According to the information out there, HN babies have different sleep needs to other babies. It is believed they don’t need or want as much sleep as other babies. They aren’t routine babies, they have difficulty getting into a pattern of sleeping, they can’t self soothe, they don’t like to be confined in a cot and they are needy and require attention, day and night. Because of this information, parents then change the way they care for and meet their baby’s basic needs. They might hold them and rock them more, they might feed them more, they might keep them up for longer and they might stimulate them more. Because that is what they are told to do by other parents who have now become “experts” in the field of HN or fussy babies. Whilst well-meaning parents think they are helping and doing the right thing for their baby, they are not meeting their basic needs, especially their need to sleep and because of this, they are then helping to create this HN / fussy behavior in the first place. An overtired and exhausted baby will have difficulty settling, they will have fragmented sleep, they will be demanding, they will scream. This then validates the HN diagnosis and the cycle of sleep deprivation creating high needs behavior continues.
Babies do have different temperaments however a baby’s temperament has nothing to do with the amount of sleep they need. All babies of a similar age need a similar amount of sleep. There is no such thing as a baby who doesn’t need or want much sleep. Most of the families I work with tell me they have a “high needs” baby before we start working together. After we finish, it is very evident their baby was simply exhausted and never “high needs” in the first place and the terms we are hearing more and more, is never mentioned again.

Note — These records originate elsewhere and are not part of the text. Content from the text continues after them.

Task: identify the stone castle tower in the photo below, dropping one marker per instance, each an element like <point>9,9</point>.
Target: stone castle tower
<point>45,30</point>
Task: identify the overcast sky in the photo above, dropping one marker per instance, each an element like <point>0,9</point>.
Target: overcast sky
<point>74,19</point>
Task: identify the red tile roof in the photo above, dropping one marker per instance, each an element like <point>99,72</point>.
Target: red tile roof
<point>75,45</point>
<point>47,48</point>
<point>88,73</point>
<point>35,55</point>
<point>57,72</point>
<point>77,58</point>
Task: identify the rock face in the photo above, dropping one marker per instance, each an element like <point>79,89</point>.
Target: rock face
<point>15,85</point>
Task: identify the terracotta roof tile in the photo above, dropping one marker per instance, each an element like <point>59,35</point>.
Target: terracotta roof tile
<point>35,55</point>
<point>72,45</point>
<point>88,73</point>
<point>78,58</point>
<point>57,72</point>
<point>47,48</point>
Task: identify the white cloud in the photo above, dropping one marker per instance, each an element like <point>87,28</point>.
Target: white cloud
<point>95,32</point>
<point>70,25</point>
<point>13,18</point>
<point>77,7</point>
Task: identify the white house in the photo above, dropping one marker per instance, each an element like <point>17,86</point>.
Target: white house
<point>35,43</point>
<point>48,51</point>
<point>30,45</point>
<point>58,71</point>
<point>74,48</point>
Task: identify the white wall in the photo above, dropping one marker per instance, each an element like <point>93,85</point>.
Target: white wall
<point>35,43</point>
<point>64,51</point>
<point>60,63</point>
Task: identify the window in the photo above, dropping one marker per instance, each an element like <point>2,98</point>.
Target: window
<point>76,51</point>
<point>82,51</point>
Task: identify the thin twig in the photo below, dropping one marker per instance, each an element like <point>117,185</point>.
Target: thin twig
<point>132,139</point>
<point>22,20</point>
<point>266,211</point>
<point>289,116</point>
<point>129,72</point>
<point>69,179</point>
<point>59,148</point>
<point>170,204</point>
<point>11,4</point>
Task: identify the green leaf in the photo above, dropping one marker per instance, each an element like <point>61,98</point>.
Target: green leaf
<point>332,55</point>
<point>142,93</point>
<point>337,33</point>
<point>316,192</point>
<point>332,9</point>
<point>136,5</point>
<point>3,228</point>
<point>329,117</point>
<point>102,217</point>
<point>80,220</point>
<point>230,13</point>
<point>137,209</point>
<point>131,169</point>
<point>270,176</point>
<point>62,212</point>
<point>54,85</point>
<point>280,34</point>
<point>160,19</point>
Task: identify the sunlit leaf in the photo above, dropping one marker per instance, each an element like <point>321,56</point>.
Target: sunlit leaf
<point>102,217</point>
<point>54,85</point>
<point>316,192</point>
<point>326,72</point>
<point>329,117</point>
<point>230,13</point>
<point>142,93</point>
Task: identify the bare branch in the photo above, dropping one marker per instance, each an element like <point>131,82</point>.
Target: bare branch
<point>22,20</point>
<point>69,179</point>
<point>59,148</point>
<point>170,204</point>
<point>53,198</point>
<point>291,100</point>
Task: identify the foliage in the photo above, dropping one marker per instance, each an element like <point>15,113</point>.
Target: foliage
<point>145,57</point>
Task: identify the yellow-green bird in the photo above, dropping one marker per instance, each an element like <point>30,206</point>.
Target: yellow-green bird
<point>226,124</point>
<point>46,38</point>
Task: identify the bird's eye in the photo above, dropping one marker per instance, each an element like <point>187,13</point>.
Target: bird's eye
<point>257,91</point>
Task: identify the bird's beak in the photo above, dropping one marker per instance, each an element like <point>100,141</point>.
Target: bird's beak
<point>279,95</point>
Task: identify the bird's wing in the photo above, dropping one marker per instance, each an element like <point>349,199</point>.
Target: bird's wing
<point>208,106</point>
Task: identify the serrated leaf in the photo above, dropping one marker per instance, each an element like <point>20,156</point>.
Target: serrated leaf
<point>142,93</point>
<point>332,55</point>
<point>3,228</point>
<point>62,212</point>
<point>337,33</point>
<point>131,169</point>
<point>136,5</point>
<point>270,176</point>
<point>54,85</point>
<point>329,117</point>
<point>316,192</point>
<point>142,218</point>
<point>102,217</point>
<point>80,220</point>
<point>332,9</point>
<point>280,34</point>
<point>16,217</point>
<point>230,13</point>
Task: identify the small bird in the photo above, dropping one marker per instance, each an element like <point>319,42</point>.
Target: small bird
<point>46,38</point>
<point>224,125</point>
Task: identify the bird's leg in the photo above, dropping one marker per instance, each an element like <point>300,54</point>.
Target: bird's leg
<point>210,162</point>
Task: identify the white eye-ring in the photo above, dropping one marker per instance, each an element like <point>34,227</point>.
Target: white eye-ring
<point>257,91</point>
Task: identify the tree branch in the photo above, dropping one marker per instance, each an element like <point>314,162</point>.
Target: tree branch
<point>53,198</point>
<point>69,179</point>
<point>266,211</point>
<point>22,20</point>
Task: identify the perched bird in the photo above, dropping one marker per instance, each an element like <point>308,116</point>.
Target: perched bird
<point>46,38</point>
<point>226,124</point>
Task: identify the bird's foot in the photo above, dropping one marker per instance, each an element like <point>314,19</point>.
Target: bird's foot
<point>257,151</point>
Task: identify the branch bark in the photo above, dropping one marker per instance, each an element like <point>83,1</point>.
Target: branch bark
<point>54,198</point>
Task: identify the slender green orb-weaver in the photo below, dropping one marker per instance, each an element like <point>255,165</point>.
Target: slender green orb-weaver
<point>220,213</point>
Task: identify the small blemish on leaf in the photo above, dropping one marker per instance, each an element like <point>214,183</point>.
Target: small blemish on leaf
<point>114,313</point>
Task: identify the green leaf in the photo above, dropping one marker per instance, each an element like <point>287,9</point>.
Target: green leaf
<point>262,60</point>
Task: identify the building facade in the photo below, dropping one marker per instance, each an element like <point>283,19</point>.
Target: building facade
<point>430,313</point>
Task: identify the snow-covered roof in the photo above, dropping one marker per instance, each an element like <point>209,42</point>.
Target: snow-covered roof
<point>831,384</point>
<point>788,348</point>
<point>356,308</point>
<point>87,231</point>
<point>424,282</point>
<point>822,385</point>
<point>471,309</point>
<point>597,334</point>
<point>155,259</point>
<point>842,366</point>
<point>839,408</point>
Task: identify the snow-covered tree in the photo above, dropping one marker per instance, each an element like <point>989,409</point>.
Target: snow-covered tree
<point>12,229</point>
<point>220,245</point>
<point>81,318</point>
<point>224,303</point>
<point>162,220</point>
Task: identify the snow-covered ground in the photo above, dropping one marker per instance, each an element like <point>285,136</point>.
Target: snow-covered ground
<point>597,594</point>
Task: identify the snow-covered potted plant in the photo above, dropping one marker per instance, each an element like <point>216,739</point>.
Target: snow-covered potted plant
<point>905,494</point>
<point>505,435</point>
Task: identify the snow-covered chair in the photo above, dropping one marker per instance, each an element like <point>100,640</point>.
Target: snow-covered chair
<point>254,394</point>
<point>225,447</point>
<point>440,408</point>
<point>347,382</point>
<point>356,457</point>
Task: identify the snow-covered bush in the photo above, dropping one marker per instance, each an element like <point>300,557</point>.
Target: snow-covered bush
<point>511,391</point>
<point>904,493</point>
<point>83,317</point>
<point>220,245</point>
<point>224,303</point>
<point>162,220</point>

When I look back at that awful and exhausting time with Harry and now, knowing what I know, I think he was quite simply an OVERTIRED baby and one that desperately needed sleep. He wasn’t a “high needs” baby with an unsettled temperament, who wasn’t sleeping because he had different sleep needs, he was without doubt a baby who was caught in this vicious cycle of sleep deprivation where the lack of sleep was causing the unsettled behaviour and perception of high needs. He wasn’t getting nearly enough the sleep and because of that, he was extremely unsettled. During that time, I became so distracted and misled by the “high needs” label that I went off on a million different tangents trying to understand and learn how to manage with my difficult and challenging “high needs” baby. When the reality was that Harry was quite simply overtired and exhausted.
The vicious cycle we were in only stopped when I figured out he needed more sleep. And guess what, the moment he started sleeping better because I began looking at his basic sleep needs, like making sure when he was awake, he wasn’t wake for too long, making sure he was warm enough when he slept, making sure he had a consistent bedtime and morning wake-up time and so on, his temperament completely changed. He was no longer a “high needs” baby, in fact he never was in the first place. And when he started sleeping better, he became the most relaxed, happy little boy and he still is to this day.